Saturday, January 30, 2021

Just Breaking Up the Monotony (Day 30)

I have been stopped and stopped again and then stopped again in the process of writing my blog entry for today. I forget what in the world I was going to write about and truly, if anything, whatever it was not meant to be, because it did not come to fruition here. 

About 18 years ago, my mom, Mike and I drove to Erie, PA for my second cousin's wedding. My mom took a shift driving and at one point, she suddenly honked the horn rapidly 3 times, awakening me from my nap, causing me to hit my head, scream an obscenity and fear we were about to crash. When I asked my mom what was wrong, she said: 

"Just breaking up the monotony!"

It was an unpleasant and hilarious (and now legendary) interruption. Mike and I will often do something sudden or noisy and flippantly comment:

"Just breaking up the monotony!"

I think if the 2020's had a tagline, it would surely be "Just breaking up the monotony!" 

Interruptions seem to be the theme of the 2020's--this is not the the Roaring 20's of 100 years ago--no, no, this is the Interruption 20's. These are the pandemic and politics and fighting and unrest and inequity and chaos and the world just spinning in a completely berserk, deranged and completely inconsistent way, kind of 20s. And to make it even crazier, part of "just breaking up the monotony," became a new monotony of lockdowns and isolations.

This decade frequently wakes us up with a bump on the head and fresh smack of stress. 

When I look back on my own January 2021--in my own small world--it is pockmarked with interruptions. Regular days that turn into days at the Emergency Room or days without working plumbing or simply blow-ups and arguments in my own home. While the lack of smooth sailing is a normal part of life, all of it at once, while masked and living our best remote lives, is an entirely different beast. 

This interruption of normal life makes it impossible some days to move forward in a way that feels normal and on other days, the interruption of normal life is exhilarating. How I have loved figuring my way around restrictions to safely and creatively celebrate birthdays. I've loved the bonus time I've found to write everyday--because I don't have anywhere to commute to.  I've adored more time with my husband during the week and watching my children build a bond unencumbered by the outside world. My front yard vegetable garden only happened because of the pandemic--the community garden was closed and we needed a spot at home to grow our cucumbers. Our local explorations of places like Fortescue have been so exciting and there are still so many hobbies and home-based activities we haven't crossed off our lists! Our bonds with our local friends have grown so deeply--and I am so grateful to have that homegrown family I always craved. 

Interruptions can be opportunities, sometimes. 

However, you don't get to choose your interruptions, that's the rub, isn't it?

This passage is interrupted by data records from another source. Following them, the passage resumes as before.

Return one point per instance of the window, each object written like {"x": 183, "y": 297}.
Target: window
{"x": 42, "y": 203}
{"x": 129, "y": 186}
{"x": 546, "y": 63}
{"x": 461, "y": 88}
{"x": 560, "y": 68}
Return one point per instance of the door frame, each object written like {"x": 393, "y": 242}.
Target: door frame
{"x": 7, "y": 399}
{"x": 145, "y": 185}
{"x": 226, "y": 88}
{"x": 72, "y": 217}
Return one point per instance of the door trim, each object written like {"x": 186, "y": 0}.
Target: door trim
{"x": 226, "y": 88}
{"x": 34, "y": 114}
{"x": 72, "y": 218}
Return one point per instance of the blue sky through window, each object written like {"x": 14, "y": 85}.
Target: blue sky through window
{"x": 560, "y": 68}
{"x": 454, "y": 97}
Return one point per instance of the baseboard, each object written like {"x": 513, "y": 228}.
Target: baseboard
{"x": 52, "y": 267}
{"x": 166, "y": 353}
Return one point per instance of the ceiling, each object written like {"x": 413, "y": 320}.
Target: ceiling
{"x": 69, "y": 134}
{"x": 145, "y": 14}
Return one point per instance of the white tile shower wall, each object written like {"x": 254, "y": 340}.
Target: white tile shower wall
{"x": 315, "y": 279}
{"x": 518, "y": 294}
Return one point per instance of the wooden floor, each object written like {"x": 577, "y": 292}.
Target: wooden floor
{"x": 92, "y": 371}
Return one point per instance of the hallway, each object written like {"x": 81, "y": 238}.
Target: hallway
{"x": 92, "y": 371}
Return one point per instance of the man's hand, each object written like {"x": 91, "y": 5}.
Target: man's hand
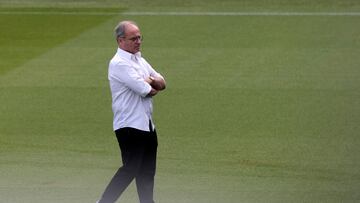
{"x": 156, "y": 83}
{"x": 153, "y": 92}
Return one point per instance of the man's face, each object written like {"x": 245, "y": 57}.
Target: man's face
{"x": 132, "y": 40}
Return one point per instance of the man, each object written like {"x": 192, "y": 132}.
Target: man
{"x": 133, "y": 83}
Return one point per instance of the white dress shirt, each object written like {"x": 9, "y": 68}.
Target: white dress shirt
{"x": 130, "y": 104}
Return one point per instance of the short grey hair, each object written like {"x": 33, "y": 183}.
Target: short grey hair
{"x": 120, "y": 28}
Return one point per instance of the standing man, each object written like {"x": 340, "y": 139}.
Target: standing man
{"x": 133, "y": 83}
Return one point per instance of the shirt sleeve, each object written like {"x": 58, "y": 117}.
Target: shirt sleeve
{"x": 128, "y": 76}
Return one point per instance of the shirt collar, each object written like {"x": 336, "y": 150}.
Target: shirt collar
{"x": 128, "y": 55}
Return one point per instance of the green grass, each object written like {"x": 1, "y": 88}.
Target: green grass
{"x": 257, "y": 109}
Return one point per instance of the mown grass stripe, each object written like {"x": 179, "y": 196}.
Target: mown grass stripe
{"x": 148, "y": 13}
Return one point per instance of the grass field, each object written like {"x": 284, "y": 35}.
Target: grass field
{"x": 259, "y": 108}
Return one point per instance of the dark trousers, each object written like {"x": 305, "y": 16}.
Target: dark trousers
{"x": 138, "y": 152}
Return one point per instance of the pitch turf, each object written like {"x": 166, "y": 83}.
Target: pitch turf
{"x": 257, "y": 109}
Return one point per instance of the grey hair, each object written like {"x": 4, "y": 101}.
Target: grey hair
{"x": 120, "y": 28}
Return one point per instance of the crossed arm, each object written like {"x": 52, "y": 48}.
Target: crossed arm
{"x": 157, "y": 84}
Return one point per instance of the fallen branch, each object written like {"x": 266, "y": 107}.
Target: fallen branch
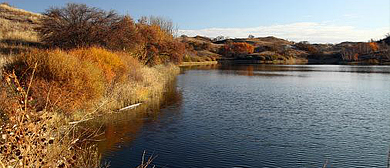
{"x": 76, "y": 122}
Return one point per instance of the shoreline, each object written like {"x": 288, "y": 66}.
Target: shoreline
{"x": 185, "y": 64}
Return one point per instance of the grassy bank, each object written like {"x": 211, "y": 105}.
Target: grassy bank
{"x": 44, "y": 92}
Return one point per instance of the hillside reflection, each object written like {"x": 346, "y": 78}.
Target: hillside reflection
{"x": 119, "y": 129}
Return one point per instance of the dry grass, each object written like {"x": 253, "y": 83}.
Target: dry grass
{"x": 33, "y": 139}
{"x": 43, "y": 90}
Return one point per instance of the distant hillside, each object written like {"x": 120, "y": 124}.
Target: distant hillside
{"x": 17, "y": 34}
{"x": 17, "y": 29}
{"x": 276, "y": 50}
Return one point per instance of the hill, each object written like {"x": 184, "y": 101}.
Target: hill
{"x": 17, "y": 29}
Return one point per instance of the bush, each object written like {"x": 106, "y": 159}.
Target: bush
{"x": 70, "y": 80}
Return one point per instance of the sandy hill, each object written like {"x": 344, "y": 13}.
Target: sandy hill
{"x": 17, "y": 30}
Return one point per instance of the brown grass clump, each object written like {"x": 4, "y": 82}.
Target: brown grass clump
{"x": 33, "y": 139}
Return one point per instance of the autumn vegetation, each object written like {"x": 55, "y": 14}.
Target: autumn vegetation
{"x": 86, "y": 62}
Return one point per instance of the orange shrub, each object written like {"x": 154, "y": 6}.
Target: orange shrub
{"x": 110, "y": 63}
{"x": 374, "y": 46}
{"x": 68, "y": 81}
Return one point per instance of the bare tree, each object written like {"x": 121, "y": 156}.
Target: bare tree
{"x": 77, "y": 25}
{"x": 165, "y": 24}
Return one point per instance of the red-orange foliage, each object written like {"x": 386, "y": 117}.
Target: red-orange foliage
{"x": 159, "y": 46}
{"x": 374, "y": 46}
{"x": 237, "y": 49}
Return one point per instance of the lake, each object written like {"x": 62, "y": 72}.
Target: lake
{"x": 261, "y": 116}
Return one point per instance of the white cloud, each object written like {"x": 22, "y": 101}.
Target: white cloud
{"x": 303, "y": 31}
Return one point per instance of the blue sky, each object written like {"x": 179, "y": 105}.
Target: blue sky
{"x": 312, "y": 20}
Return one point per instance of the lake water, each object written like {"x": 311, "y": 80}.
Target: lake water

You don't get to choose if the world is flung into a pandemic or if the pipe in your basement cracks. You don't get to choose the death of your beloved uncle. You don't get to choose if your family interrupts you every 2 minutes with stories and questions and needs. You don't get to choose if your daughter is cranky or your husband is exasperated. You don't get to choose if a storm knocks out your power. You don't get to choose if it rains or snows. You don't get to choose if your monotony stays monotonous (unless you are my mother with her palm on the car horn) or your monotony becomes exhilarating. 

Interruptions happen outside of us and around us and even within us, without permission. 

Tonight, I tried to shush my interruptions--but those interruptions were not going to be shushed. A phone rang, a dinner was ready, someone was upset, a vacuum part was missing and a coat needed to be hung up. When I finally got back to my laptop, I tried to remember what in the world seemed so important a few hours ago. 

And I have no idea. But then I remembered my mom, driving that big Buick across Pennsylvania, honking the horn like a madwoman, breaking up the monotony--and I remembered that it is these interruptions that give us a story to tell--and without them, we'd all just be blank pages.